А во Владивостоке независимый журналист — 18-летний Алеша Садыков осмелился критиковать владыку Приморья, всесильного губернатора Наздратенко. “Его пытали по инструкциям гестапо: заламывали на дыбе, гасили окурки о спину, закручивали вокруг шеи проволоку. И с тупой настойчивостью быков выбивали признание: я, журналист Садыков, критиковал владивостокского и.о. мэра Толстошеина, потому что меня купил за 100 (сто) долларов бывший мэр Черепков...” (“Комсомольская правда”, 24.11.94). Измученного пытками паренька редакция от правила лечиться за границу, чтобы он мог оправиться от свидания с блюстителями порядка.

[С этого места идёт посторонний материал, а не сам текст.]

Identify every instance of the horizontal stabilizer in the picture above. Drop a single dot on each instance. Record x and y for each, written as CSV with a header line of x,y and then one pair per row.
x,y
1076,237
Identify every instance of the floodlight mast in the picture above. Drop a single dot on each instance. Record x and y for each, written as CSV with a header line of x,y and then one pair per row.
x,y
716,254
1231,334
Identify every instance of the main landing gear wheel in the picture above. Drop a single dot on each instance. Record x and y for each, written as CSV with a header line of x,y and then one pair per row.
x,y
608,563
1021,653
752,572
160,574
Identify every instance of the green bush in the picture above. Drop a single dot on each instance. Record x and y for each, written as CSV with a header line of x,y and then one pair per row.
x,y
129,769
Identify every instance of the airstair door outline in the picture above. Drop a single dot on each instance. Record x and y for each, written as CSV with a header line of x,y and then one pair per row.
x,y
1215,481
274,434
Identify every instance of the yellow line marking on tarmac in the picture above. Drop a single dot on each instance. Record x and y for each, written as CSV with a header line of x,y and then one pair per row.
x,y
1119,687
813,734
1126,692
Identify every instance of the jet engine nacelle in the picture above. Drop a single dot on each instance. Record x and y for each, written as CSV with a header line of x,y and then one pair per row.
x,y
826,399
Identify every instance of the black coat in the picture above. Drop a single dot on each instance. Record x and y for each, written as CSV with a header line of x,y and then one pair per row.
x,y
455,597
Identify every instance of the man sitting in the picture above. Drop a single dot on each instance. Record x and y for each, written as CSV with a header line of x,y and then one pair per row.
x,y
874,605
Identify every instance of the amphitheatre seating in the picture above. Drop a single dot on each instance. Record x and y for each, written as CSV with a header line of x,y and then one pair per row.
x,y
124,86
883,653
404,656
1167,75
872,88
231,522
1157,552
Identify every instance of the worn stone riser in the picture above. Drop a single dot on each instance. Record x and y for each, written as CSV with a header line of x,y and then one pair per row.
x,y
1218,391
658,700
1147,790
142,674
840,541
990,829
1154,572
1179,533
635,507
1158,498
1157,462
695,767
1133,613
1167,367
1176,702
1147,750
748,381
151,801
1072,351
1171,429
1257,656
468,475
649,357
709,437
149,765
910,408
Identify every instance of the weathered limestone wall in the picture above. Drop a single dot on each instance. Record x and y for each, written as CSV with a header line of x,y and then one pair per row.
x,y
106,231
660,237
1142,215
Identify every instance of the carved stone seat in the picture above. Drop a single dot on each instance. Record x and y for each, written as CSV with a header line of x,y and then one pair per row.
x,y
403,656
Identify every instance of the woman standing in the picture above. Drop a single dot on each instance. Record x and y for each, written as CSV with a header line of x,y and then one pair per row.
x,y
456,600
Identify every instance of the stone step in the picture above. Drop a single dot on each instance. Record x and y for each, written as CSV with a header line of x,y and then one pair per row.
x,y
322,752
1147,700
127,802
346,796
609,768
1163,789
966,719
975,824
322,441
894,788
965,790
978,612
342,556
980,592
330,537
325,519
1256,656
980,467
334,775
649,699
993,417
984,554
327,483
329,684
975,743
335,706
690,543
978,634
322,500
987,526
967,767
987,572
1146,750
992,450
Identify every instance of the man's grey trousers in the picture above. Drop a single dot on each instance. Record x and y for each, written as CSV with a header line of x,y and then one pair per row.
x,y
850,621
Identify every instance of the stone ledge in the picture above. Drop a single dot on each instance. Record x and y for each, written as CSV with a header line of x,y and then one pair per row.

Эта же газета 05.02.98 опубликовала статью “Камера пыток №306”, в которой знакомила читателей с одним из самых распространенных способов добычи “признаний” — “слоником”, не оставляющим внешних следов. (Впрочем, как показывает практика, в милиции не слишком этого боятся.) Способ этот состоит в том, что подследственного сажают на стул, сзади связывают руки, надевают противогаз и зажимают шланг, перекрывая кислород. Иногда для усиления эффекта впрыскивают слезоточивый газ, а за неимением оного (милиция у нас бедная) просто нашатырь. Тоже действует неплохо.

Из той же статьи: в Саранске ограбили “комок” (комиссионный магазин), ранив продавщицу. Задержали некого Лавренева, избивали, а когда стали готовить “слоника”, он, чтобы получить передышку, назвал случайную фамилию знакомого. Когда “опера” установили подвох, они взялись за Лавренева серьезнее. Под пытками он назвал фамилию другого знакомого — Олега Игонина. Глубокой ночью за ним пришли четыре “опера” и отвели в кабинет №306, где Игонина уже ждал пресловутый “слоник”. Истязали Игонина до потери сознания (кстати, прекращение доступа кислорода в мозг ведет к умиранию мозга и коме). Затем кто-то крикнул: “Мужики! Он же ни хрена не дышит!” Начали делать искусственное дыхание. Вызвали “Скорую” Поздно. Заключение: “Смерть Игонина наступила от механической асфиксии”. Врачам “Скорой” истязатели сказали: “Игонин умер сам. Ему стало плохо и он задохнулся”. Семь человек попали на скамью подсудимых. (Из них двое также участвовали в избиениях по делу об угоне трактора — о нем ниже.)